NHS Greater Glasgow & Clyde Area Drug and Therapeutics Committee
Greater Glasgow and Clyde Medicines
Medicines Update

(Hydroxy)chloroquine unlicensed COVID-19

Key messages:

  • Chloroquine and hydroxychloroquine are not licensed to treat COVID-19 related symptoms or prevent infection.
  • Until there is clear, definitive evidence that these treatments are safe and effective for the treatment of COVID-19, they should only be used for this purpose within a clinical trial.
  • Community pharmacists may wish to consider advice from the Royal Pharmaceutical Society below if asked to dispense a private prescription for chloroquine or hydroxychloroquine.

Clinical trials are ongoing to test chloroquine and hydroxychloroquine for the treatment of COVID-19 or to prevent COVID-19 infection. Hydroxychloroquine is being investigated in clinical trials in NHSGGC. These clinical trials are still not completed, so no conclusions have been reached on the safety and effectiveness of this medicine to treat or prevent COVID-19.

Please note, hydroxychloroquine is currently licensed in adults for the treatment of rheumatoid arthritis, discoid and systemic lupus erythematosus, and dermatological conditions caused or aggravated by sunlight. Chloroquine is currently licensed in adults for the treatment of rheumatoid arthritis, discoid and systemic lupus erythematosus, amoebic hepatitis and abscess and the treatment and prophylaxis/suppression of malaria.

Please refer to the MHRA for full details of the information published on 25/03/2020.

Advice for community pharmacists receiving private prescriptions for chloroquine/hydroxychloroquine

The Royal Pharmaceutical Society (RPS) has published the following advice on what to consider if you receive a private prescription for chloroquine/hydroxychloroquine.

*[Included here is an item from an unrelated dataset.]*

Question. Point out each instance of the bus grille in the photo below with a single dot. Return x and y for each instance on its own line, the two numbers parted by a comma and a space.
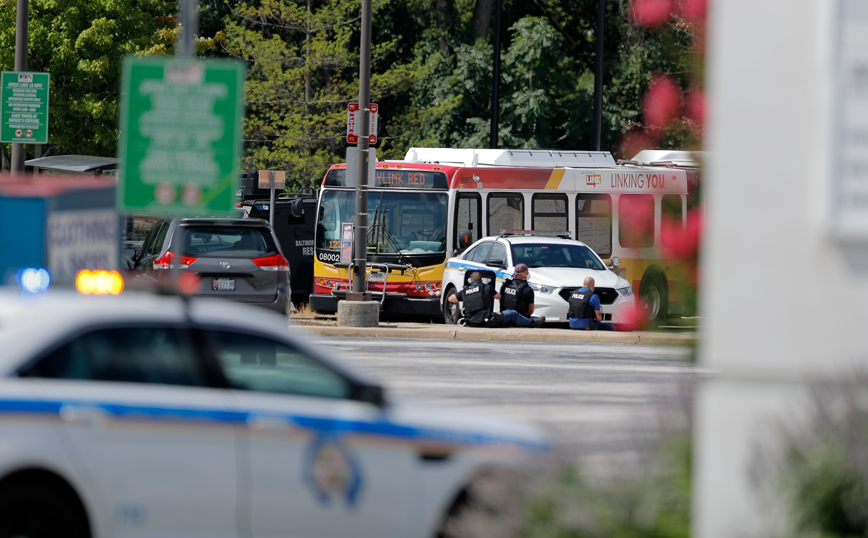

This can be found under Coronavirus - Information for Pharmacists and Teams > Your questions answered:

Community pharmacy has no contractual obligation to dispense private prescriptions.  If you believe a private prescription is clinically inappropriate you can use your professional judgement and refuse to make the supply.

If for example, you receive a private prescription for chloroquine or hydroxychloroquine for COVID-19, RPS suggest you consider the following:

  • Chloroquine or hydroxychloroquine are not licensed to treat COVID-19
  • There is a risk that stock may run low for licensed indications – RPS have received anecdotal reports that people with psoriasis are finding it hard to get hold of hydroxychloroquine
  • Community pharmacy has no contractual obligation to dispense private prescriptions
  • RPS have issued a statement supporting the use of professional judgement.

As with all professional decisions, you should explain your reasoning to the patient and prescriber and make appropriate records.

 

Published 03/04/2020. Medicines Update blogs are correct at the time of publication.